REVIEW OF LITERATURE

An attempt is made in this chapter to review some of the leading and important literature relating to the topic of the study with a view to get an insight on the topic and to prepare a framework for the present study. The first section reviews the link between education and economic development; second section deals with the literature relating to the relationship between education and agricultural productivity, the third one reviews the studies pertaining to the impact of education on agricultural practices and the fourth section presents the main findings revealed from the review of literature.

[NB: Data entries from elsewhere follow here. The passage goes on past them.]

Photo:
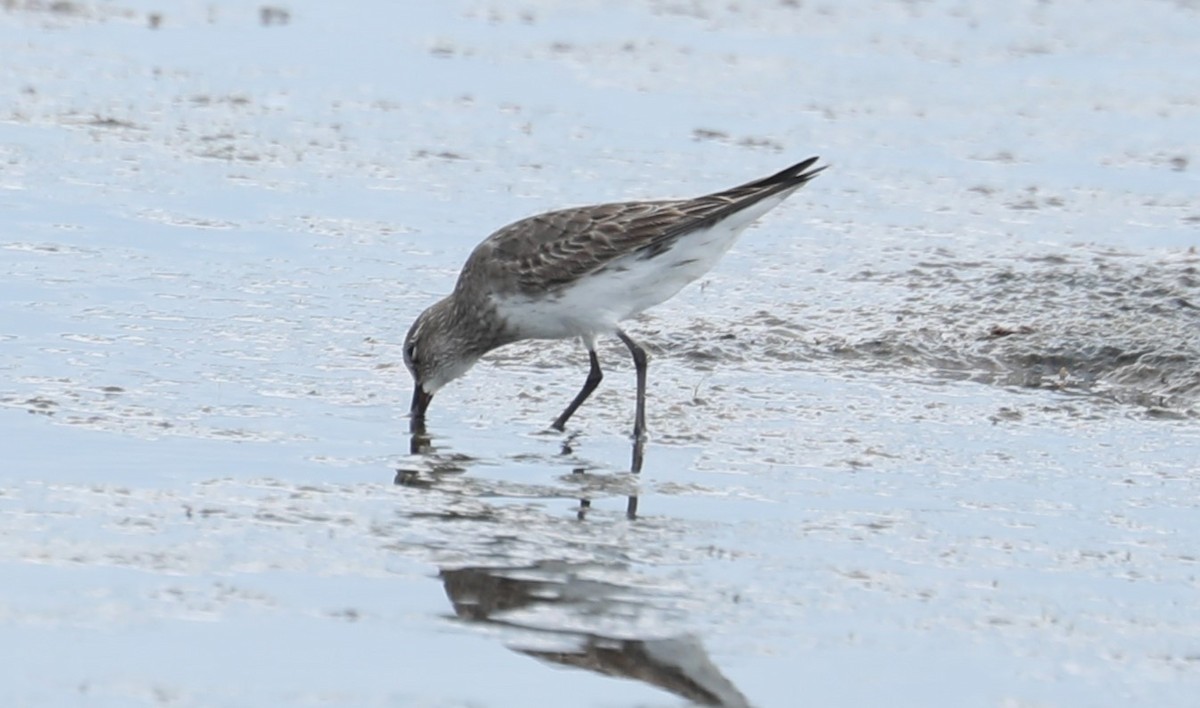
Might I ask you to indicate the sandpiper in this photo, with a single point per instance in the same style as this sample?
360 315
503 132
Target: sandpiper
579 273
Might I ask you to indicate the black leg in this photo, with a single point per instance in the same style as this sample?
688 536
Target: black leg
593 381
640 366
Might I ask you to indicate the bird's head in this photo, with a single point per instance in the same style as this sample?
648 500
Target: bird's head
436 353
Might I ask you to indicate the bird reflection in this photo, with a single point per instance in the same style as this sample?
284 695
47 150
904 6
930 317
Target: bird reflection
493 595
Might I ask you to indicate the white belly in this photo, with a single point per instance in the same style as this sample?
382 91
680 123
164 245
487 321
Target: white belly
628 286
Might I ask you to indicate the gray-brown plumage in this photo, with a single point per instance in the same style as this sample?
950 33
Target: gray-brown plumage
577 273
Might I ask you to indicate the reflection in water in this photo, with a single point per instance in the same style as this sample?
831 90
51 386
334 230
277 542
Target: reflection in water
437 462
513 598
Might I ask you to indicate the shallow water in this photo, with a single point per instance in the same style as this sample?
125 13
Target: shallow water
928 436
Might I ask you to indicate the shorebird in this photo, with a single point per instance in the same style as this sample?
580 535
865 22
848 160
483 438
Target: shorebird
579 273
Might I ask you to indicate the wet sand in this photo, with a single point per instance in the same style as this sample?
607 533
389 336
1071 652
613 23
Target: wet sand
927 437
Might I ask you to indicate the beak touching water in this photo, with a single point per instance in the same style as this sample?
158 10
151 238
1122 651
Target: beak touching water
420 403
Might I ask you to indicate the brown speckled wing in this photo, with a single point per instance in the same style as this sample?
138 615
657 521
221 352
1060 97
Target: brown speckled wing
545 252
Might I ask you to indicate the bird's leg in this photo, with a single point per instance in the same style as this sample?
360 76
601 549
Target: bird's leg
593 381
640 367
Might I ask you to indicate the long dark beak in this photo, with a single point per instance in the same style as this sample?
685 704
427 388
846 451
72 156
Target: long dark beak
420 402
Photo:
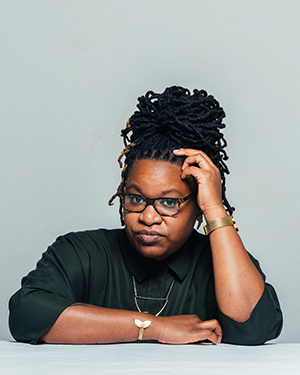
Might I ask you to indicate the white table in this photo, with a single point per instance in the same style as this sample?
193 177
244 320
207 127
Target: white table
23 359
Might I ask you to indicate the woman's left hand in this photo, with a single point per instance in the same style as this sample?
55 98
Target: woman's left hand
206 175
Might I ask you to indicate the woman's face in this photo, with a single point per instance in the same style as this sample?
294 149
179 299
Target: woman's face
152 235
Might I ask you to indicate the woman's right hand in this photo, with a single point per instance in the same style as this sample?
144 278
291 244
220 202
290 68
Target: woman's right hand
185 329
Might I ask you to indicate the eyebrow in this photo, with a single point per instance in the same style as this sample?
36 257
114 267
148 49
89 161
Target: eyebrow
165 192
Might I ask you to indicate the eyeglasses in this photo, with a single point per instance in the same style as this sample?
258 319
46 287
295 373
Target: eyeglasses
163 206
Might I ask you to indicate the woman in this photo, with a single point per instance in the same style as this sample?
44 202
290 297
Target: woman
157 279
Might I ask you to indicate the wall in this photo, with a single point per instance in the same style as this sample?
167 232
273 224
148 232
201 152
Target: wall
70 73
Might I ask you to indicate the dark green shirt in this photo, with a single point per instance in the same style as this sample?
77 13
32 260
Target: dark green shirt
96 267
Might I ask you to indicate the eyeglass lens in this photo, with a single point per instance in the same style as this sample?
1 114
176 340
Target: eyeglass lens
165 206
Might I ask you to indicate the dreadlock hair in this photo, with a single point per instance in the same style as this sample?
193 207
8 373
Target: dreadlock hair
172 120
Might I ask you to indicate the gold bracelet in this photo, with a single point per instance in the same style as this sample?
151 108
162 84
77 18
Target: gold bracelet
142 326
219 223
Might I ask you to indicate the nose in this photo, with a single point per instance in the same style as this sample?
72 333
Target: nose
149 216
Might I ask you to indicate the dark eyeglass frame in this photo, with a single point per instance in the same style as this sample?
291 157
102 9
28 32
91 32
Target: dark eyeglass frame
152 202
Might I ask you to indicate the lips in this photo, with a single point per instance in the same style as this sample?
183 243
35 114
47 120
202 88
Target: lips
149 237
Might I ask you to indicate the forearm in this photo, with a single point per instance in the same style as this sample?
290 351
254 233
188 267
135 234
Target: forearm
88 324
238 284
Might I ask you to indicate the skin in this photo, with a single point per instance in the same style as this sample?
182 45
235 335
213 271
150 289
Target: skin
238 284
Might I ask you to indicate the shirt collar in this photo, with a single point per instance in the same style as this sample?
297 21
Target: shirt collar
179 262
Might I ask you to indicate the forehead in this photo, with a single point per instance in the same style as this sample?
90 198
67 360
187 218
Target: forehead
154 178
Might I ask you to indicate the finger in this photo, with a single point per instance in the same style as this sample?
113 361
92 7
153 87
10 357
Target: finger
208 335
189 152
199 159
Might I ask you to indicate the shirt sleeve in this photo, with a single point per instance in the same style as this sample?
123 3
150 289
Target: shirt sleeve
264 323
58 281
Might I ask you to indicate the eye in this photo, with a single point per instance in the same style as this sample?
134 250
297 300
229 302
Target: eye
169 202
136 199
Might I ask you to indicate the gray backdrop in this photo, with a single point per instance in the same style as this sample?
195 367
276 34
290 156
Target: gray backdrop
70 75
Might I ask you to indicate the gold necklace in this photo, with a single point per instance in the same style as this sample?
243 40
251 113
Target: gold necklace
166 299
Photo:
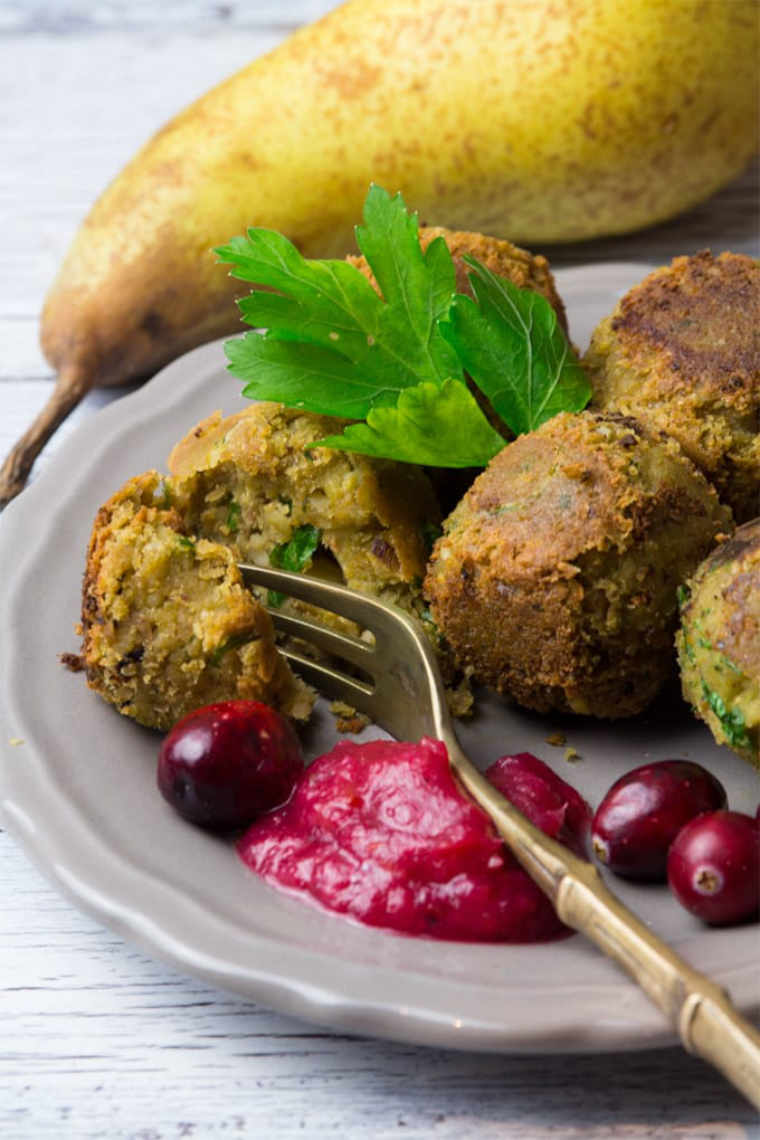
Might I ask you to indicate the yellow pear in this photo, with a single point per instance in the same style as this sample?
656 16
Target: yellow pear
532 120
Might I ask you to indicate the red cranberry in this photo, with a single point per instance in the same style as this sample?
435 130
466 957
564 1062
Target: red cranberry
223 765
548 801
713 868
644 811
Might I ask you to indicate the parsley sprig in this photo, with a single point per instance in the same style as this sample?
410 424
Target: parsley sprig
395 360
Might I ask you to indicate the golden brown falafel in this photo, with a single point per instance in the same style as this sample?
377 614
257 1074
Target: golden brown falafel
555 580
719 642
168 625
250 481
681 351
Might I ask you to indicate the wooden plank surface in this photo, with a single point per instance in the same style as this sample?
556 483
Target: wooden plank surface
96 1039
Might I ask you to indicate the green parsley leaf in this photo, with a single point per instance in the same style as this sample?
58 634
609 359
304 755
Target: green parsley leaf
732 721
333 344
294 555
439 426
509 342
235 642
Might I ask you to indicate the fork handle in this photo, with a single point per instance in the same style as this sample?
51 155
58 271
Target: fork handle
707 1022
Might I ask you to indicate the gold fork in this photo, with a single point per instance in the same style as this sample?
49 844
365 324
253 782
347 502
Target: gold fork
401 691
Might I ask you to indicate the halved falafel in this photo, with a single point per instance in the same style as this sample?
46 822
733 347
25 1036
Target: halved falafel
556 578
681 351
251 481
719 642
168 625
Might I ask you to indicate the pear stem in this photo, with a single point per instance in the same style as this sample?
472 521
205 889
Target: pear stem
71 387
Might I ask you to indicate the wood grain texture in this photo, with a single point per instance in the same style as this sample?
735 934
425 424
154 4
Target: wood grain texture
96 1040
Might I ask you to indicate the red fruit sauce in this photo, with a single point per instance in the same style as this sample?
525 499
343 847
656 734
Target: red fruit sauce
382 832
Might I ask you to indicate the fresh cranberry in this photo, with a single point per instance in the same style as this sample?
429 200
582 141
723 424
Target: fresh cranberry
223 765
552 804
713 868
644 811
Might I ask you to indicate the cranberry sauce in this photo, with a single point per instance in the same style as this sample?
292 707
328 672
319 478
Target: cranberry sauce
382 832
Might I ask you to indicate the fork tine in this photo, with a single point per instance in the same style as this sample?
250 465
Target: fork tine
343 645
316 591
332 682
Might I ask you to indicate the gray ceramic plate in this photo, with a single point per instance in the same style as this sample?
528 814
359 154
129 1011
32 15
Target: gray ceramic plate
79 794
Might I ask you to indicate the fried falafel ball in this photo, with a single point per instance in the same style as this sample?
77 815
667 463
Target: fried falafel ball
168 625
719 642
681 351
556 578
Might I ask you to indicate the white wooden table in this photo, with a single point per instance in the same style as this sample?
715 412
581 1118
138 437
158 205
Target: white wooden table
96 1040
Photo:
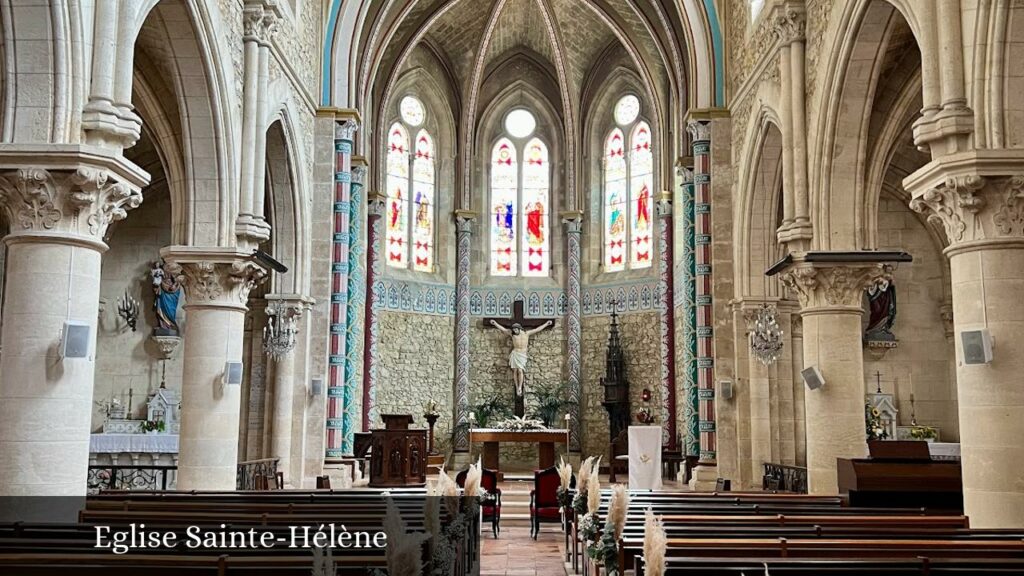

2.1 Education and Economic Development

The eminent economists like Adam Smith, Karl Marx, Alfred Marshall and others had emphasised the importance of education in economic development (Kavari, 2000); this has been further strengthened by the empirical studies conducted worldwide over a period of time. Studies explaining the relation between education and economic development are subdivided under two heads as (i) those undertaken at the international level and (ii) those which pertain to the studies at the national level.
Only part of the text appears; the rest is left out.